Any woman who has a normal pregnancy can use a tub. Is important to always have a partner or support person with you while you were laboring in the tub. If you are using the tub in the hospital you will need to check with them about their protocols and procedures. Water birth is usually not recommended for the following conditions: a mother with diabetes, heart disease, HIV, hepatitis, uncontrolled high blood pressure, severe preeclampsia, active herpes outbreak, low/slow growth baby, multiples, breech babies, premature babies, or a baby in distress. You may also need to get out if you have an unusually long pushing stage, unusual bleeding, and if you feel faint or dizzy. You should always consult with your provider if you are considering using a labor/birth tub. Every woman and every birth is a unique event. Midwives, doctors, and hospitals will all have their own protocols to assess your compatibility to birthing in water.

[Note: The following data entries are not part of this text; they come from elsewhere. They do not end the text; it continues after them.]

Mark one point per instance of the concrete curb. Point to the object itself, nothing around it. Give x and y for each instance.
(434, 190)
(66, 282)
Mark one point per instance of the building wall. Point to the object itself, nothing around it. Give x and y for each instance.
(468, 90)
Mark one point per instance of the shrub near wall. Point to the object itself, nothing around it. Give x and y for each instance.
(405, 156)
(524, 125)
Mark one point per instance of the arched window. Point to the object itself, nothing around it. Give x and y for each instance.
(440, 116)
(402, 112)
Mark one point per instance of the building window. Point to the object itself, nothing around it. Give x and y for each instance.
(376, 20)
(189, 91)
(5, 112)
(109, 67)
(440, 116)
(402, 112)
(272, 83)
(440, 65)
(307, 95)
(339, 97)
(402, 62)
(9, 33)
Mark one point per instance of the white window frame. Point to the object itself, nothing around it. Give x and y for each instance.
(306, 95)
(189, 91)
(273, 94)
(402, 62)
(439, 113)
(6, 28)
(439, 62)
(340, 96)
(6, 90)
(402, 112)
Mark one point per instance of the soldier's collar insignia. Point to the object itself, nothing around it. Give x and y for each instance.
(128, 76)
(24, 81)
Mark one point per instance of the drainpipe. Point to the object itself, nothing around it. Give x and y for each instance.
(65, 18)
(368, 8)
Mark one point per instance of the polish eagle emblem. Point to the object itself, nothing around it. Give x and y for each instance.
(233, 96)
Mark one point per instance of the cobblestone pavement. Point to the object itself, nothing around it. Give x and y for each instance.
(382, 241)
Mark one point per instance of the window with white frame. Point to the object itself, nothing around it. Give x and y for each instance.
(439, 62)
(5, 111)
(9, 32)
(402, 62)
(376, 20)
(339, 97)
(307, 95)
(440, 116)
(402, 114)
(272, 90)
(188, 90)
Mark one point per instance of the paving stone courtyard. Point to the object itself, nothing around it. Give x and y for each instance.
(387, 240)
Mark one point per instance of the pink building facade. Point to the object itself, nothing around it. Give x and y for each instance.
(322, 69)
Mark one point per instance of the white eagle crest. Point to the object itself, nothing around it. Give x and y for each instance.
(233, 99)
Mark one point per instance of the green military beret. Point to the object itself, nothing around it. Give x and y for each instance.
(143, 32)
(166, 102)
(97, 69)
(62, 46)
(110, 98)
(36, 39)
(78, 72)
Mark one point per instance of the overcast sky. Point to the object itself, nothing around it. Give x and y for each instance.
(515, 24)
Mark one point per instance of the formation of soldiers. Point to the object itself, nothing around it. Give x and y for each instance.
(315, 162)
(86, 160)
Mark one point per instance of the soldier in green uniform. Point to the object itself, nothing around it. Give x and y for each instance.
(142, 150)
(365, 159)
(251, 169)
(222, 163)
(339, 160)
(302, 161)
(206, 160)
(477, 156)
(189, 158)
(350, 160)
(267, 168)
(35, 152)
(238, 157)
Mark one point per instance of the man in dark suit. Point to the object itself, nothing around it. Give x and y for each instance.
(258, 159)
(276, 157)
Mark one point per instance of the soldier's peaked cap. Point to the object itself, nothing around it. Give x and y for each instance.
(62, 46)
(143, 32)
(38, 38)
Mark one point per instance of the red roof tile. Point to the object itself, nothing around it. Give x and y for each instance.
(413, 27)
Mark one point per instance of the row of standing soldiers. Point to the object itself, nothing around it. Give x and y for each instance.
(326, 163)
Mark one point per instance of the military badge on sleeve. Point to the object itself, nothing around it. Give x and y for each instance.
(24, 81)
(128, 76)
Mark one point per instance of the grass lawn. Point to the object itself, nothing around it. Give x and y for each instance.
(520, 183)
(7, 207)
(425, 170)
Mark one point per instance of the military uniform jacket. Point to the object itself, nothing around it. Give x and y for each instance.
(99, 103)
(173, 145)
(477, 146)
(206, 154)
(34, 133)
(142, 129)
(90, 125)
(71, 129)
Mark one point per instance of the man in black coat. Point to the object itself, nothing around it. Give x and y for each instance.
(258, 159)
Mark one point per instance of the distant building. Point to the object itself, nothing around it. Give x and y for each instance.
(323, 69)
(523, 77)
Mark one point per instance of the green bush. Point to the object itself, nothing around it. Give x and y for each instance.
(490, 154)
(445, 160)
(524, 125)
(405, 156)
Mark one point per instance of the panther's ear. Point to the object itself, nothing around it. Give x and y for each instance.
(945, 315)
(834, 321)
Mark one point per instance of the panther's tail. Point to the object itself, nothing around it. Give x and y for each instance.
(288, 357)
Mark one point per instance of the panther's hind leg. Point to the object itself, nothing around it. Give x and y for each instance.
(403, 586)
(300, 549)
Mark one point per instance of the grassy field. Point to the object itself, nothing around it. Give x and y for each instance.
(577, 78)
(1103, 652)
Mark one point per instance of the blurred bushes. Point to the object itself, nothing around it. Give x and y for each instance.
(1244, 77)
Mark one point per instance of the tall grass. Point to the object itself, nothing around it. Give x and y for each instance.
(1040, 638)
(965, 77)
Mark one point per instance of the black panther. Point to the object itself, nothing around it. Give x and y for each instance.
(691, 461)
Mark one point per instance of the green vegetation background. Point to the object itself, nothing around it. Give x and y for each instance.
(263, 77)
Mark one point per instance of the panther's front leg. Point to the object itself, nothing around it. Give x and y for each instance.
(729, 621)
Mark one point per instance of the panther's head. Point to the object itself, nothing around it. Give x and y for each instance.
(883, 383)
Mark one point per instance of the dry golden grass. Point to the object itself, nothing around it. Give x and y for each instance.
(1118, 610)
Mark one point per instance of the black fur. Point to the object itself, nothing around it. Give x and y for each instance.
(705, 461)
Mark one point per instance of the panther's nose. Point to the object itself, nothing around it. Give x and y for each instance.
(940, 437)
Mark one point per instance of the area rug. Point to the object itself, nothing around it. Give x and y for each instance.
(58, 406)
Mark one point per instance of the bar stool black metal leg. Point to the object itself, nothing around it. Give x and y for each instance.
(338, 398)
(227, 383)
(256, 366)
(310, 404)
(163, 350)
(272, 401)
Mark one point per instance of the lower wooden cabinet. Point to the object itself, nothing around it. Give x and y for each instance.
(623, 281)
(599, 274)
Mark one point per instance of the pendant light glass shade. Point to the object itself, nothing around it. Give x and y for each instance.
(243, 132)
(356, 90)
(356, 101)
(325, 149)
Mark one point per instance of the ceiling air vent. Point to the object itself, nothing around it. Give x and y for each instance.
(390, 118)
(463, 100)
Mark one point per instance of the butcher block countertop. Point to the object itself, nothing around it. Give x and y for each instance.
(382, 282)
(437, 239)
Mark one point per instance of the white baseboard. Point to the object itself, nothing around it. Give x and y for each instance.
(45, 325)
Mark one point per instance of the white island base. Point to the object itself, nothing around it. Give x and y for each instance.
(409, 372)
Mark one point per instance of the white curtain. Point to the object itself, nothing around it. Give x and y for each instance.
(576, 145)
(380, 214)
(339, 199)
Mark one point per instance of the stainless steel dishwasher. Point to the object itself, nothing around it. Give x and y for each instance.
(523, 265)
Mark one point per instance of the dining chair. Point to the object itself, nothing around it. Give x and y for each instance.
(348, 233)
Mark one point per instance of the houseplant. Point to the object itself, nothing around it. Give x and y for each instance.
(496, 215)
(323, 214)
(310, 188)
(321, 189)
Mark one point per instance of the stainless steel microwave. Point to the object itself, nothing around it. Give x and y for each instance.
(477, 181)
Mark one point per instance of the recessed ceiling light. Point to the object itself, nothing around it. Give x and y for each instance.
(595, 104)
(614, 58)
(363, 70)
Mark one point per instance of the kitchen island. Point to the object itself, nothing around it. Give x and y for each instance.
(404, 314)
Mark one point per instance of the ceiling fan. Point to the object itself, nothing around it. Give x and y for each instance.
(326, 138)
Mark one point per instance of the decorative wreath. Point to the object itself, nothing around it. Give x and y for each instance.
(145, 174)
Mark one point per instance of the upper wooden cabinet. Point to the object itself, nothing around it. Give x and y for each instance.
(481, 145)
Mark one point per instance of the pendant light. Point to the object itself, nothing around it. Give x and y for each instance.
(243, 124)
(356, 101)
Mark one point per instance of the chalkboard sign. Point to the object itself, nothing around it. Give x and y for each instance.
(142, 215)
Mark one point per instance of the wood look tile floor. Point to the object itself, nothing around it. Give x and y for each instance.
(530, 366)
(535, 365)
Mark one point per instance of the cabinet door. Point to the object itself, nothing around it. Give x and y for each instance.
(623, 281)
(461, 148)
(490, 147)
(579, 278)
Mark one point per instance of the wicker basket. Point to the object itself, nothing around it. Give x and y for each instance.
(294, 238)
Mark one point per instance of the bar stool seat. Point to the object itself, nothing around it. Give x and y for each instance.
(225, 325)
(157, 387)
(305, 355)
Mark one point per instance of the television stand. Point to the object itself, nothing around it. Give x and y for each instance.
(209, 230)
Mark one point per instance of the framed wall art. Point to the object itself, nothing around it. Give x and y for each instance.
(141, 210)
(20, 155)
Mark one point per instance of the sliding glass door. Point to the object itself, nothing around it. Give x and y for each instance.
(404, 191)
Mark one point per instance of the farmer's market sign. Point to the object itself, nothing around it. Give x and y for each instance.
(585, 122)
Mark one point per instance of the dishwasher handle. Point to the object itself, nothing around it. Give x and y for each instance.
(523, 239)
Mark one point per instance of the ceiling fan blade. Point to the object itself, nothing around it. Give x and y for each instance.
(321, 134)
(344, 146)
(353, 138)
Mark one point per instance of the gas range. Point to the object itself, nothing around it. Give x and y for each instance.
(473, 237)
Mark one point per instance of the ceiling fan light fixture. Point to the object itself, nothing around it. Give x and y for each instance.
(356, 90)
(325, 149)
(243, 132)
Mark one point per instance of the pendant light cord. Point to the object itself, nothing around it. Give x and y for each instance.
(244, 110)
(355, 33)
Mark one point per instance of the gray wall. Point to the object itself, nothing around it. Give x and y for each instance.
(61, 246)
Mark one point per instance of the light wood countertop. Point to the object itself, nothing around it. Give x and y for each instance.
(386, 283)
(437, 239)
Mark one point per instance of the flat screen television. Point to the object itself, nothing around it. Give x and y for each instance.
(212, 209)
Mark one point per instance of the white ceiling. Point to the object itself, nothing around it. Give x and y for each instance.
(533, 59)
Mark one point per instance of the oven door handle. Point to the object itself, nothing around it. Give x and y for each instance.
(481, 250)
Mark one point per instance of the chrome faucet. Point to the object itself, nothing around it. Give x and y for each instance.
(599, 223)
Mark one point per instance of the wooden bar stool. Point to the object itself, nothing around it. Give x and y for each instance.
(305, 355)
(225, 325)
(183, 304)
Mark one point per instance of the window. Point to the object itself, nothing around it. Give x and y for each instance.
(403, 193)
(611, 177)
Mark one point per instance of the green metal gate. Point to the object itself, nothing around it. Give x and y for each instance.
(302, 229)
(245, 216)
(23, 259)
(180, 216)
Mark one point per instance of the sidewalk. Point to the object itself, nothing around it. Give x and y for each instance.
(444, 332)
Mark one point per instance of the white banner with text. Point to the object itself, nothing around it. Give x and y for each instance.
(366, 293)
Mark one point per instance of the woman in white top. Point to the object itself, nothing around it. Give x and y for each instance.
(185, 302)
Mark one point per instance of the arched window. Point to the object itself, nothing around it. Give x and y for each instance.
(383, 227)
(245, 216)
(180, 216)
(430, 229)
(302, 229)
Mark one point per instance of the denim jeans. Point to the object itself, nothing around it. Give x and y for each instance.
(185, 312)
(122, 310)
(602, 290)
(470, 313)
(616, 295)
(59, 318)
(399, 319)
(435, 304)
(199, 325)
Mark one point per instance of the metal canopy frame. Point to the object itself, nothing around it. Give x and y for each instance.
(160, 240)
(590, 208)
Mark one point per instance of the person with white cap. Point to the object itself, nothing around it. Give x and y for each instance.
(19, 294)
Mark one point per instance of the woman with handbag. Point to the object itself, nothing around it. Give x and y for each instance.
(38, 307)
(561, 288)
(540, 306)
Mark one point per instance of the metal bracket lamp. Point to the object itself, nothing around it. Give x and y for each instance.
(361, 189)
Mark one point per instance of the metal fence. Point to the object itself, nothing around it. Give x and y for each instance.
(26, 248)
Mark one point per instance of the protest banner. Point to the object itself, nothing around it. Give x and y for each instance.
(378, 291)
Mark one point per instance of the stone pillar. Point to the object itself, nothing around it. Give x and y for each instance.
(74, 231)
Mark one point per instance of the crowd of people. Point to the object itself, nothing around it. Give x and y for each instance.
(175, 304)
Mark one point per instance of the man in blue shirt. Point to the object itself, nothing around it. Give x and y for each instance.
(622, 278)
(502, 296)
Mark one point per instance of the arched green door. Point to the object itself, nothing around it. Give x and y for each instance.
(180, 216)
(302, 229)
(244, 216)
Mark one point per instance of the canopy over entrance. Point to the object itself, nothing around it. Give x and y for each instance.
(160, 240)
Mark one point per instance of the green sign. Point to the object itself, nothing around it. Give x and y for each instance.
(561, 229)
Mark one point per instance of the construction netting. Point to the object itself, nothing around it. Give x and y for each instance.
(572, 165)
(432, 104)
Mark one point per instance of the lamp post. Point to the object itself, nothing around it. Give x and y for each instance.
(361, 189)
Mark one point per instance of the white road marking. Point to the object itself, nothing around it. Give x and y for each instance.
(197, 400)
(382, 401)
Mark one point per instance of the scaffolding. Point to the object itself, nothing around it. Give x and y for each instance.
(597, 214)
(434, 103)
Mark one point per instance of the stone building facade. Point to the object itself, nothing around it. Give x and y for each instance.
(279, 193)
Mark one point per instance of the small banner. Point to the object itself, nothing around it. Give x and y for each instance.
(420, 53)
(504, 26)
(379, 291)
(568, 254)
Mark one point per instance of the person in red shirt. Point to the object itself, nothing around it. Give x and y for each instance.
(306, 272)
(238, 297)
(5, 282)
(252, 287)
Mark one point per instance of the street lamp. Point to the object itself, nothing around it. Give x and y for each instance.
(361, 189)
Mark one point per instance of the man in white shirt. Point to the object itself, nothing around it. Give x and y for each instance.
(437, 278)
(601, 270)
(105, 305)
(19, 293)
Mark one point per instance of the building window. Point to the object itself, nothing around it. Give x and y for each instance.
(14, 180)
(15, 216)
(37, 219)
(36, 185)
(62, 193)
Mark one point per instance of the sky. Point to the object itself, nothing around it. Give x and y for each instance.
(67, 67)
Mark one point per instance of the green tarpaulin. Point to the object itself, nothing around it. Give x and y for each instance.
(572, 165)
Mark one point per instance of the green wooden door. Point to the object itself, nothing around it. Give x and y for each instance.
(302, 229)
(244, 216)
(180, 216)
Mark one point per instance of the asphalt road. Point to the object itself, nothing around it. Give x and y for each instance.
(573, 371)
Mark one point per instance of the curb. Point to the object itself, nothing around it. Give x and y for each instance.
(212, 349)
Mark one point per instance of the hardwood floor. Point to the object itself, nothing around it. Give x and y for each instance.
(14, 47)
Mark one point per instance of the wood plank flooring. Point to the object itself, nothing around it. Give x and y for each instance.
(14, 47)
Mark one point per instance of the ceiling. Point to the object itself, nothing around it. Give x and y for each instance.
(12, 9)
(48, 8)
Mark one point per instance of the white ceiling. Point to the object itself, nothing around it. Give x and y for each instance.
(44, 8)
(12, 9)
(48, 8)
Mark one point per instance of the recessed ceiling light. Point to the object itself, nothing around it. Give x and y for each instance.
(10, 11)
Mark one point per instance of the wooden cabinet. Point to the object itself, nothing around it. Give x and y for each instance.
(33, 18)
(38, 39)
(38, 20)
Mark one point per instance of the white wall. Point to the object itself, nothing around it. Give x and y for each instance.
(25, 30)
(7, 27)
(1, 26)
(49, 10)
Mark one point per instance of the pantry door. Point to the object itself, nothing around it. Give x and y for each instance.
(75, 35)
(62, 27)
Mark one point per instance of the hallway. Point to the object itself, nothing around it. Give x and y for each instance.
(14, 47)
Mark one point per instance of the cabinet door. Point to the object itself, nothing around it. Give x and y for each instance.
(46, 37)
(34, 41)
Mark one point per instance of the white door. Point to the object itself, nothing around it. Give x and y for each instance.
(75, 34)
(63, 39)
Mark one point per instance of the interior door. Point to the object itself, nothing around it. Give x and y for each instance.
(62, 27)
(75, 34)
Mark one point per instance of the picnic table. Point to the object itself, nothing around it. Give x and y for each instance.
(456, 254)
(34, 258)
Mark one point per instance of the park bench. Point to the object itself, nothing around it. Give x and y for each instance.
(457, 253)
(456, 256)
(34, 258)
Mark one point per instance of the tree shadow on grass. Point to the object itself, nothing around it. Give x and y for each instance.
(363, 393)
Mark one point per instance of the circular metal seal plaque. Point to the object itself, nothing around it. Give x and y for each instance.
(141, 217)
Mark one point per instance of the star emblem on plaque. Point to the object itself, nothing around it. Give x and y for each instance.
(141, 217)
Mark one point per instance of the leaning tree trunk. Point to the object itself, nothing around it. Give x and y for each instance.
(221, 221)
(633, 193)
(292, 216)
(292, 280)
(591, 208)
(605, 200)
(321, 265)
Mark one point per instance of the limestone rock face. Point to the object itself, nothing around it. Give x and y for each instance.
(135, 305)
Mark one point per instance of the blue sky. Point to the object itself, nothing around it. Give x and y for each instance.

Can you bill my insurance?

No, but we can supply you with a “CPT code” on an invoice if you would like to seek reimbursement from your insurance carrier. Something families have had success if they ask for a prescription from their doctor.

How big is the tub?

The heated tubs are approximately 54 inches in diameter, 24 inches deep and less than 900 lbs. when filled with water.

The inflatable tubs are 64×72, 23 inches deep and approx. 1400 lbs. when full.

Engineers have told us that the weight of the pool is transient weight – one that is not going to be there for very long, as opposed to permit weight. The load bearing weight has been calculated to that to be 75 pounds per square foot. As per the current information on “There has never been an incident of the weight of a pool causing any damage to any hospital, home or birth center.”

"Even though I didn't end up giving birth in the tub, I was able to labor in the tub and loved it. The full service was nice because they set it all up and took it down and I didn't have to do anything."

− Savannah

"I like that it stayed heated for so long (my labor was 33 hours)!"

− Maryann Flynn

"The tub really helped me during early labor, when I was having back pain."

− Nita

"It was so soothing! I don't know how anyone can have a natural birth without a water tub. I loved that it retained heat and how quickly Jollina came to set up and take down the tub. She was very respectful and nonintrusive while setting up."